What’s the best way to tell area residents about plans for a new asylum shelter nearby?
The government should tell communities directly about plans for new asylum shelters, some activists and politicians say.
“If you write the date in the wrong format, or if you get anything wrong, then this is going to be a credibility issue when you’re being interviewed,” a barrister says.
Cathal Malone scrolls up and down a Frequently Asked Questions page on the website of the Department of Justice’s International Protection Office (IPO).
Malone, a barrister in the city, is frustrated, he says, about new rules for seeking asylum in Ireland that can limit people’s access to legal advice.
They kicked in on 8 November, the goal being to speed up the asylum process for those coming from a list of countries which Ireland considers safe, says the IPO website.
But the new rules come with a requirement that impacts everyone’s access to lawyers – even if they’re not from countries with an official safe label.
Asylum seekers must now complete questionnaires on the same day that they submit their asylum applications to the IPO.
Before that, Malone says, people could pick up forms from the IPO, take them away to fill out with a lawyer’s help, and file them later.
“If you write the date in the wrong format, or if you get anything wrong, then this is going to be a credibility issue when you’re being interviewed,” Malone says.
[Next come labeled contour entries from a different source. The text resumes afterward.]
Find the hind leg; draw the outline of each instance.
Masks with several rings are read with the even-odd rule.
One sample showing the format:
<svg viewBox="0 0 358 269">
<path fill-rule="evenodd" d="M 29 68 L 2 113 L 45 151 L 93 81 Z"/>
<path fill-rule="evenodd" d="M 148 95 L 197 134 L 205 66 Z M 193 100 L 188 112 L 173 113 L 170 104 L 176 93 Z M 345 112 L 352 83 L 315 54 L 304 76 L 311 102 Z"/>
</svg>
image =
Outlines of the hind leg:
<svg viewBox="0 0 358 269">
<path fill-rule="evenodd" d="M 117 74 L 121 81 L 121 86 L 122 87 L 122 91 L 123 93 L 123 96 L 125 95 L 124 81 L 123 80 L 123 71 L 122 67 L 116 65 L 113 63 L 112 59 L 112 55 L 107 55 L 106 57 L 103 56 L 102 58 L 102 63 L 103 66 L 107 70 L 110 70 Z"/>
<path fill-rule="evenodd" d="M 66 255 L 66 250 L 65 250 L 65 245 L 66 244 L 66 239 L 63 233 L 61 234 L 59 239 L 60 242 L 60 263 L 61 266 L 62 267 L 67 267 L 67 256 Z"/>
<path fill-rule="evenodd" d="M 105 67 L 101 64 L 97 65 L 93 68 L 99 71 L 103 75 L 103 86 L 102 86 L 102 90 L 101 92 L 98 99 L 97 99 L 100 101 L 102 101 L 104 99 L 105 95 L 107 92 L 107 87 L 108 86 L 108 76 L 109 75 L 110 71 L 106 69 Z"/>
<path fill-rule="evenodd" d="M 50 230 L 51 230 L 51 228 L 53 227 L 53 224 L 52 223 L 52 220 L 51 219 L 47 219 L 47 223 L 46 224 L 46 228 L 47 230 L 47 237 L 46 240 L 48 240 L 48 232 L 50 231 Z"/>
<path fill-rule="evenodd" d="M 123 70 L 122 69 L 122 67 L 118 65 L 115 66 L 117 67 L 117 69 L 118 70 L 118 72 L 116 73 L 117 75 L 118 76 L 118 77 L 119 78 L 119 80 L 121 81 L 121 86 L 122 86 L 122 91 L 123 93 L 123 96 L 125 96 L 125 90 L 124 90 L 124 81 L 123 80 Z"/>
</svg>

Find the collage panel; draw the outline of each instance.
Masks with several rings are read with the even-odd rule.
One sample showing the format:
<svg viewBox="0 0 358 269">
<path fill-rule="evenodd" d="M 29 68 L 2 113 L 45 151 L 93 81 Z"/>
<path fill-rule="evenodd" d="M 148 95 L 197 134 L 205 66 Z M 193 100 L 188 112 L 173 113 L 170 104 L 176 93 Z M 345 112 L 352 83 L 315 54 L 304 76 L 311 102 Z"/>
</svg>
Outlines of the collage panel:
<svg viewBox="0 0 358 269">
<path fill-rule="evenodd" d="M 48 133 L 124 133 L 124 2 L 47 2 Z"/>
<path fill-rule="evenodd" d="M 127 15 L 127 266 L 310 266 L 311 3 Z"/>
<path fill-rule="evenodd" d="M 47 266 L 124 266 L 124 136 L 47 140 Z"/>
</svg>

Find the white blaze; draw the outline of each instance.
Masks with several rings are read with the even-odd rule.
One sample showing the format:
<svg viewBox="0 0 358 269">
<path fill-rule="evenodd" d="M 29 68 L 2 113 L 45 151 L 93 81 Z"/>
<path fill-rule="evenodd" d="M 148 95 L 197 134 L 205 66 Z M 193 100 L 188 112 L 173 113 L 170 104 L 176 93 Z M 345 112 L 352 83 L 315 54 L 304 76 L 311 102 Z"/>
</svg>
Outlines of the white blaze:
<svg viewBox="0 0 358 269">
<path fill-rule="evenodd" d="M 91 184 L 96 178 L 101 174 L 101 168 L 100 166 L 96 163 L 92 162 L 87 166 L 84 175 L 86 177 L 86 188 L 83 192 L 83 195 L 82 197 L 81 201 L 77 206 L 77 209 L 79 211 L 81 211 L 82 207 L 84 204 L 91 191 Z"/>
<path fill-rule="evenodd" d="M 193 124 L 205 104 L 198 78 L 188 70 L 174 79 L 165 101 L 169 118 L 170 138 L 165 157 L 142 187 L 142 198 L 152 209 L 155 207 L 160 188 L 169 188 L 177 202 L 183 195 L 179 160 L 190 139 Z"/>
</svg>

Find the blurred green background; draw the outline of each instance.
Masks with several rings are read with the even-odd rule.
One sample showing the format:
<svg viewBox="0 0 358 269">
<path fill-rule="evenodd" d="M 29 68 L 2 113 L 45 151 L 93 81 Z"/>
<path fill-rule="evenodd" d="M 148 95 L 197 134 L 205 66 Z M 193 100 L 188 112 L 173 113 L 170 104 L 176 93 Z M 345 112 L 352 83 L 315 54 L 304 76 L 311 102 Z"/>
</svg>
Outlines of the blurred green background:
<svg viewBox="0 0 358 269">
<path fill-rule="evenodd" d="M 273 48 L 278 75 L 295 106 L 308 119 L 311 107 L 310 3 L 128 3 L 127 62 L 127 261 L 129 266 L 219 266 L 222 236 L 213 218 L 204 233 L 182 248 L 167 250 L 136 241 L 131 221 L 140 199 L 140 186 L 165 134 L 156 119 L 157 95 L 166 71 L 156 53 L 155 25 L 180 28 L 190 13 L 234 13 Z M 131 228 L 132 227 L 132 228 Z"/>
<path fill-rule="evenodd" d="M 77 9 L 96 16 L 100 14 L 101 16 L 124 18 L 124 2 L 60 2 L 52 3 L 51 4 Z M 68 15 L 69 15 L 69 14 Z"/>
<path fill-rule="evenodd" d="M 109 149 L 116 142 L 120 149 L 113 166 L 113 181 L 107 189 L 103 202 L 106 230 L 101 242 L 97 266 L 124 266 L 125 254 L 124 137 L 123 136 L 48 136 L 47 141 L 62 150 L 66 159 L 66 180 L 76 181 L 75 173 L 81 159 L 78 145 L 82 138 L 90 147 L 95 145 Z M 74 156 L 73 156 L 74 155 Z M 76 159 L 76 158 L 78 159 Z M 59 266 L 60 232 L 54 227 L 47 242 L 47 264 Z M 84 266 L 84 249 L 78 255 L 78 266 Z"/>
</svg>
A spokesperson for the Department of Justice said people seeking asylum are encouraged to seek legal advice at any stage of the application process.
They said that the Legal Aid Board is examining its resources to see if it can beef up the presence of lawyers at Timberlay House, the IPO building, on Mount Street Lower.
“To offer early legal advice at the application stage and the completion of the applicant’s questionnaire,” the spokesperson said.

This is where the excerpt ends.